Le Mali est entré dans la période de préparation des élections législatives. Le Président Keita est une personnalité responsable. La question liée au Capitaine Sanogo est désormais derrière nous. Il a repris les contacts avec les populations du Nord en application des accords d'Ouagadougou, mais la période des élections législatives ralentit bien sûr les discussions. Il faut avancer pas à pas et ne pas se précipiter. Il y a eu quelques incidents au Nord qui nous amènent à conserver des effectifs militaires sur place. Nous réduirons la voilure petit à petit. Je n'ai pas d'inquiétude à court terme, mais à plus long terme, il va falloir régler les problèmes de développement économique et de discussions entre les différentes composantes du peuple malien.

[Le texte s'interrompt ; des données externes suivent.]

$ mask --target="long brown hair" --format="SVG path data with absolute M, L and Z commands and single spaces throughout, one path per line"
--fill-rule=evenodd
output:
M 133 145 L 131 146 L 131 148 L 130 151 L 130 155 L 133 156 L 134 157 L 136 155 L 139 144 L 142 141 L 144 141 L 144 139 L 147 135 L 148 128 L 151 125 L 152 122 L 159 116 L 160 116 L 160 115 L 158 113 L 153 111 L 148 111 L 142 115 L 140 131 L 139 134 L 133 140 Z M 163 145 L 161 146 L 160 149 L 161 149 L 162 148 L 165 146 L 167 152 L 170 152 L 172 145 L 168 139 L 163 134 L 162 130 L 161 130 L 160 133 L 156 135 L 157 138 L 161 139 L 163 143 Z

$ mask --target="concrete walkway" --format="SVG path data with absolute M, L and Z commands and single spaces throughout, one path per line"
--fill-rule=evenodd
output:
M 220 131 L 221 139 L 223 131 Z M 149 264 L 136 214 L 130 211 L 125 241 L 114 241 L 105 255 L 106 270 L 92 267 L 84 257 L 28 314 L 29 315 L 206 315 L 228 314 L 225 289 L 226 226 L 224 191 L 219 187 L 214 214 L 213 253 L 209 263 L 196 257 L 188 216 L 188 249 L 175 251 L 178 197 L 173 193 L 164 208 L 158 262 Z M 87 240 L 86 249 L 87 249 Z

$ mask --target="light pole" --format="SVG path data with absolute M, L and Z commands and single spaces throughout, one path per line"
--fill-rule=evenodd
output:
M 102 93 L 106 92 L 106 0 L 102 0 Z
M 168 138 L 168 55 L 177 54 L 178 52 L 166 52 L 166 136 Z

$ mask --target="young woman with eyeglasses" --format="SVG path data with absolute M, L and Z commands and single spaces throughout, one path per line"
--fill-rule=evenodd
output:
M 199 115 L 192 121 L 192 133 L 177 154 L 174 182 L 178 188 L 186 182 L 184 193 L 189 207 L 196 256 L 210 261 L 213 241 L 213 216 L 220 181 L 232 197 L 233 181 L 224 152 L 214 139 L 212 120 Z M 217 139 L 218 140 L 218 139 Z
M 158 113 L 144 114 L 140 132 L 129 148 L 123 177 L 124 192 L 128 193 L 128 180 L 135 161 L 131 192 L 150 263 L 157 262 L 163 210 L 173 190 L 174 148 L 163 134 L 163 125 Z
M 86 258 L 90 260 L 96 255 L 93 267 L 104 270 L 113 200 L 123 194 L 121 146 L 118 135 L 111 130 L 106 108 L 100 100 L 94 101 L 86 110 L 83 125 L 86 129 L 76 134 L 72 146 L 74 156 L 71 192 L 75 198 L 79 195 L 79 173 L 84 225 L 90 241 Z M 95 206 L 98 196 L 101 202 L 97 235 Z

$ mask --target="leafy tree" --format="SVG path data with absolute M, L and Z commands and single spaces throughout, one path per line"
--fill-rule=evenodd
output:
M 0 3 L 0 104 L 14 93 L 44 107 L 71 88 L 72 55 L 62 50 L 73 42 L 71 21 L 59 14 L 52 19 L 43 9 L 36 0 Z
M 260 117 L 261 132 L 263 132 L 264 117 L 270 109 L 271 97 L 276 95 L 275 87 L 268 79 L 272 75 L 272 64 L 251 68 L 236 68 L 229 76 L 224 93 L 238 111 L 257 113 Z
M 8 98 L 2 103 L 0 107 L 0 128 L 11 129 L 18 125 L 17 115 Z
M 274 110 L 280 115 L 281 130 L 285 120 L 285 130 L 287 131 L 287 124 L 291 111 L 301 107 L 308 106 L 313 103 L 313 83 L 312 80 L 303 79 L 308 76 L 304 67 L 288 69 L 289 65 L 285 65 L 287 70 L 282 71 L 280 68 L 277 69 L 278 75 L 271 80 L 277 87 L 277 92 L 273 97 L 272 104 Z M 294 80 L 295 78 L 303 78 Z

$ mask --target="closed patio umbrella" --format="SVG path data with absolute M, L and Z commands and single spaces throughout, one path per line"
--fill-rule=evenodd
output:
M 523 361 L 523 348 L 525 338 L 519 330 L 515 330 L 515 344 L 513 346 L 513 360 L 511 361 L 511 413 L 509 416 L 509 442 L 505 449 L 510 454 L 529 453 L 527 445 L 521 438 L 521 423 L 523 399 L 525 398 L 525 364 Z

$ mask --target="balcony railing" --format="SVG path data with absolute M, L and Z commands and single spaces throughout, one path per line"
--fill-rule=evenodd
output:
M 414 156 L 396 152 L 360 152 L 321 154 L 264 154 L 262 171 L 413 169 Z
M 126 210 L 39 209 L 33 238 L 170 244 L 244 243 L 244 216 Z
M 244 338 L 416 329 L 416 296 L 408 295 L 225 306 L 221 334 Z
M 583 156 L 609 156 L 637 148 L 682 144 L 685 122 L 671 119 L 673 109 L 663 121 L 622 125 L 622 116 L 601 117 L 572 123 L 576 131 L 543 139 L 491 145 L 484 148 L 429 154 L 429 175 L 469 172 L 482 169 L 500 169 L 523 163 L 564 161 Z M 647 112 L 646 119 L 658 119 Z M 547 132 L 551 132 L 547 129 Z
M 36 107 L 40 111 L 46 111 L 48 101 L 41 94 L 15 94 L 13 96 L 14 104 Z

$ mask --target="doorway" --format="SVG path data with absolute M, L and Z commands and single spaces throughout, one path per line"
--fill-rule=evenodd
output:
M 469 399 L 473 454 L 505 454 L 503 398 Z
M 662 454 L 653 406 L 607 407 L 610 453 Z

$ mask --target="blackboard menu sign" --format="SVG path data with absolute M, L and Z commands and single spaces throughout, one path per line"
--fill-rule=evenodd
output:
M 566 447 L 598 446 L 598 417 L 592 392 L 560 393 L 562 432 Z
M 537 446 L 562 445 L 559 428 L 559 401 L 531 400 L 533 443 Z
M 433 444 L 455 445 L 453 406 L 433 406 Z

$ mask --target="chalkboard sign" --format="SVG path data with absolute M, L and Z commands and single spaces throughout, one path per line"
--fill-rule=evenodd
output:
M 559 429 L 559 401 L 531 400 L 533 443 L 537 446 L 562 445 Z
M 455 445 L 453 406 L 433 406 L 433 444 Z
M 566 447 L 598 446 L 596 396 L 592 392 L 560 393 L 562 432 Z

En République Centrafricaine, il y a un Etat très affaibli. La pauvreté est effrayante. Dans un pays de 4,8 millions d'habitants, il y a 450 000 personnes déplacées. Le taux de mortalité infantile atteint les 10%. Les salaires ne sont plus versés aux fonctionnaires et aux militaires depuis 4 mois. Pour la première fois dans l'histoire de ce pays des affrontements entre communautés religieuses, chrétiens contre musulmans, se sont produits. L'ancienne Seleka qui avait pris le pouvoir a été dissoute, laissant la place à un assemblage de petits chefs de guerre qui vivent sur la population.

Sur le plan de la sécurité, 4 pays ont envoyé des contingents militaires dans le cadre de la force des Nations-Unies : le Tchad, le Congo, le Gabon et le Cameroun. Ils sont actuellement 2100 et ce contingent devrait être porté à 3500. Nous avons sur place 410 militaires français qui sécurisent l'aéroport et effectuent des patrouilles à Bangui. La dernière résolution du Conseil de sécurité des Nations unies a donné mission au Secrétaire général de lui présenter un rapport dans les 30 jours. Une nouvelle résolution en décembre devrait donner mandat aux forces africaines et à la France d'intervenir pour traiter le problème de la Seleka qui représente 5000 personnes, mais certains sont retournés à la vie civile et d'autres doivent être intégrés dans l'armée ce qui pose problème. Lorsque nous aurons mandat pour intervenir, des risques d'affrontements ne doivent pas être écartés mais les éléments de l'ex-Seleka ne disposent pas d'un armement considérable. Entretemps il peut y avoir une dégradation de la situation et des massacres sous des prétextes religieux.

La restructuration de l'armée centrafricaine pourrait être engagée avec l'appui de l'Union européennes selon le même schéma qui est mis en oeuvre au Mali. La commissaire Gueorguieva m'a accompagné lors de mon dernier déplacement, car il est important d'anticiper.

Sur le plan humanitaire, la situation est abominable. Il faut réunir des fonds pour aider la population. L'Europe s'engage. Nous envisageons une conférence des donateurs.

Sur le plan politique, des élections sont prévues en février 2015, le Président et le Premier ministre se sont engagés à ne pas se présenter. Mais qui sera candidat ? Il est difficile de le dire.